While in the final phase of a $250 million infrastructure enhancement program, NC Ports wrapped up its 2021 fiscal year on June 30 with record results, including handling 324,145 twenty-foot-equivalent units of containerized cargo, up 2 percent over the preceding 12-month period, with refrigerated cargo leading the way with a 9 percent year-over-year gain.
“Our recent successes can be attributed to our employees, who maintain our quality customer service standards and the ambition for NC Ports to continue to deliver on our mission of enhancing the economy of North Carolina,” Clark said.
Among the most recent advances at the Port of Wilmington is the late August inking of an agreement with Sun Valley, Idaho-based Cold Summit Development to build further upon the impressive cold chain logistics facilities at the port, which include the 3-million-cubic-foot Port of Wilmington Cold Storage installation opened in 2016 under a public-private partnership.
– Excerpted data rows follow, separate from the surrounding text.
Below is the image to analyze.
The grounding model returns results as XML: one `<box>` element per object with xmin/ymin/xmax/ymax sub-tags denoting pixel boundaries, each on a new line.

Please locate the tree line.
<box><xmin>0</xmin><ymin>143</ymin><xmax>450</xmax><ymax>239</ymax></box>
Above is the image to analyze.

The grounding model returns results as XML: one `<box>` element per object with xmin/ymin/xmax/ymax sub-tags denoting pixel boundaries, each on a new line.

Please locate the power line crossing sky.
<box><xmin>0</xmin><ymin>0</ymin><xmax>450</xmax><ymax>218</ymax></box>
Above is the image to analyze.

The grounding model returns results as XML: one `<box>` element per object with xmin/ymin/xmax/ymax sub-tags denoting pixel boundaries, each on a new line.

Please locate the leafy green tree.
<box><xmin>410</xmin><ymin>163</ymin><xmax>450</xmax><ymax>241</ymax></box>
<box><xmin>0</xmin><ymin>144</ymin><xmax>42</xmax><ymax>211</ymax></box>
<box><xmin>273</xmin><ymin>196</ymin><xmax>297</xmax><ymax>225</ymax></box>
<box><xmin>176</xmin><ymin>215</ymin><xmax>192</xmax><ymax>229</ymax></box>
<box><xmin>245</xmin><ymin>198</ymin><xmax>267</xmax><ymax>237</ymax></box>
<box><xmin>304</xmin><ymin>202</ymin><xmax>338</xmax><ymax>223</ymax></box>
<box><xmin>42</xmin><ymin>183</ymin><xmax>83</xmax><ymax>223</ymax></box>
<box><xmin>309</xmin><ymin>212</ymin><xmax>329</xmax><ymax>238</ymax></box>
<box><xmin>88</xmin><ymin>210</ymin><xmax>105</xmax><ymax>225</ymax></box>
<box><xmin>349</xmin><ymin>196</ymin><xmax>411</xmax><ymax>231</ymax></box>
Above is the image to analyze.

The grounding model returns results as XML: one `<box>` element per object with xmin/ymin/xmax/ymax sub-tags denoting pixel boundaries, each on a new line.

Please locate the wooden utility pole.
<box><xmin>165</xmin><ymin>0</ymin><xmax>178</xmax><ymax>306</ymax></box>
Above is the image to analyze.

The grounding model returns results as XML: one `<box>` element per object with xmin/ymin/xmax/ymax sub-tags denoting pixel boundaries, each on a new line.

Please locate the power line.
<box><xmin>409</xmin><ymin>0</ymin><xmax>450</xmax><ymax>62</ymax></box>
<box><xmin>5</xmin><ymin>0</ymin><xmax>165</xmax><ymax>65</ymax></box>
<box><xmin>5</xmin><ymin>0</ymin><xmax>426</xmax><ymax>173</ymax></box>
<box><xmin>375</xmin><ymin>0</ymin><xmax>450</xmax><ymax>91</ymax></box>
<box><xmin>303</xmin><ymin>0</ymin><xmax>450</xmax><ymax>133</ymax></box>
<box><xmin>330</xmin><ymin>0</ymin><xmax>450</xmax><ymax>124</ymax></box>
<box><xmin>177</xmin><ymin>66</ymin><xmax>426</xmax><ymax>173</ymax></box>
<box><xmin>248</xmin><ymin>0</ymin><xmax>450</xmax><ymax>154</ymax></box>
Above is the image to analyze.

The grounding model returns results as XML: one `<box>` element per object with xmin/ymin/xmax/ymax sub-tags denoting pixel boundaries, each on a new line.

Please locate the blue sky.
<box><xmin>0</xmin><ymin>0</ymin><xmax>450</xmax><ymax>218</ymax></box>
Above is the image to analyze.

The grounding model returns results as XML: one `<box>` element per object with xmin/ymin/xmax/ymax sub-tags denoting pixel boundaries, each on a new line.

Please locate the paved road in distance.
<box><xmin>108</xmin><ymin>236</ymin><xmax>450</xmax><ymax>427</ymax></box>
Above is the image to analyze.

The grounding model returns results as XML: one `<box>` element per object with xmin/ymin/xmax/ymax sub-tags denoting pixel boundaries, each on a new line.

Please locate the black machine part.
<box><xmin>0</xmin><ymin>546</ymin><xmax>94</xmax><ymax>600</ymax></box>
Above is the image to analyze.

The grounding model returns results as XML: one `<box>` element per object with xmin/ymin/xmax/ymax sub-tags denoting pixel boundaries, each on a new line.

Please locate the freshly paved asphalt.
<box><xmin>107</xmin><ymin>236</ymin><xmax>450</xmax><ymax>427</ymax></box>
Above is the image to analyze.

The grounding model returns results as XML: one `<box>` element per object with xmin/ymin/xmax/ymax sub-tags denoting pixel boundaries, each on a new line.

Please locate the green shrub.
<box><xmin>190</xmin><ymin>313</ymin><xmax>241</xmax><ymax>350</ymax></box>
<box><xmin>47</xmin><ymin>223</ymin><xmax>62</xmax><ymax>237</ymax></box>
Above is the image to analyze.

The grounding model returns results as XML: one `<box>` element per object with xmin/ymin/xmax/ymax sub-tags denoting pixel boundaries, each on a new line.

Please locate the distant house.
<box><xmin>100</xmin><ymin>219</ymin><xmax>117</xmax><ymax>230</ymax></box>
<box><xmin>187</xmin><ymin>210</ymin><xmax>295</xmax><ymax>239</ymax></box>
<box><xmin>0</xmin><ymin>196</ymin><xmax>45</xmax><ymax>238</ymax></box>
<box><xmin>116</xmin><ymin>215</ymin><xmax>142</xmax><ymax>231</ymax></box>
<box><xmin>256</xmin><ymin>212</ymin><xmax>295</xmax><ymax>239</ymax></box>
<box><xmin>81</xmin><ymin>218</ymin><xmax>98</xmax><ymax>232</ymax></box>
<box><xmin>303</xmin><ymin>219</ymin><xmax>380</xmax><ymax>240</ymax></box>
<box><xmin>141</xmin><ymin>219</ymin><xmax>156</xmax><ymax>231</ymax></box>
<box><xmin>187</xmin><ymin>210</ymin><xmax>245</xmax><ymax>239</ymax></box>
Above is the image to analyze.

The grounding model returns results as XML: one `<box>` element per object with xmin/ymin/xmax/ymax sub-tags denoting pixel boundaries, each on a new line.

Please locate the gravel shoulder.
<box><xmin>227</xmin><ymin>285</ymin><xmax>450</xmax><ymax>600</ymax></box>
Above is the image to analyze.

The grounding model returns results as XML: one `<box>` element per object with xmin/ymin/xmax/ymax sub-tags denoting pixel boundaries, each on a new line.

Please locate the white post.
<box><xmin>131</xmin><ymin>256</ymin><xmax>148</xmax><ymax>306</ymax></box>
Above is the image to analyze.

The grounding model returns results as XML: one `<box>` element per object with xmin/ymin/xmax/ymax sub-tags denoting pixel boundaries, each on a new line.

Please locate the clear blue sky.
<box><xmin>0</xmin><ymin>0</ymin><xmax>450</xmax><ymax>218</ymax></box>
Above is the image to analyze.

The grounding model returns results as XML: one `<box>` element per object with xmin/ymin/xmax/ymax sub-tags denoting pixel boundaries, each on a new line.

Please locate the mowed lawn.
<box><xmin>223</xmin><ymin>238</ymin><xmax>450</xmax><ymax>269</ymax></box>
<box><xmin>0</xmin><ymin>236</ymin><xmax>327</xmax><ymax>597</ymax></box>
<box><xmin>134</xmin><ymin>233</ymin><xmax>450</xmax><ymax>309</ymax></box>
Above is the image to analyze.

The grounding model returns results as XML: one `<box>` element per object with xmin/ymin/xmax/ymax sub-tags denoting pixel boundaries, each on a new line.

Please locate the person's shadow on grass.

The Cold Summit firm initially plans a 280,000-square-foot temperature-controlled facility, with a second phase calling for 160,000 square feet of additional warehousing.
Last year, the port opened a new refrigerated container yard while doubling its refrigerated container plug contingent to more than 1,000 units.
Earlier this year, NC Ports reached agreement with Omaha, Nebraska-based grain, feed and food ingredient exporter The Scoular Co. for development of an on-port transload facility for containerized exports of agricultural products.
With 2,600 contiguous feet of container berthing served by seven ship-to-shore gantries, as well as a recently expanded turning basin and heightened Cape Fear River air draft, the Port of Wilmington is able to simultaneously accommodate two megacontainerships and is handling ultralarge vessels each with capacity of more than 14,000 TEUs,…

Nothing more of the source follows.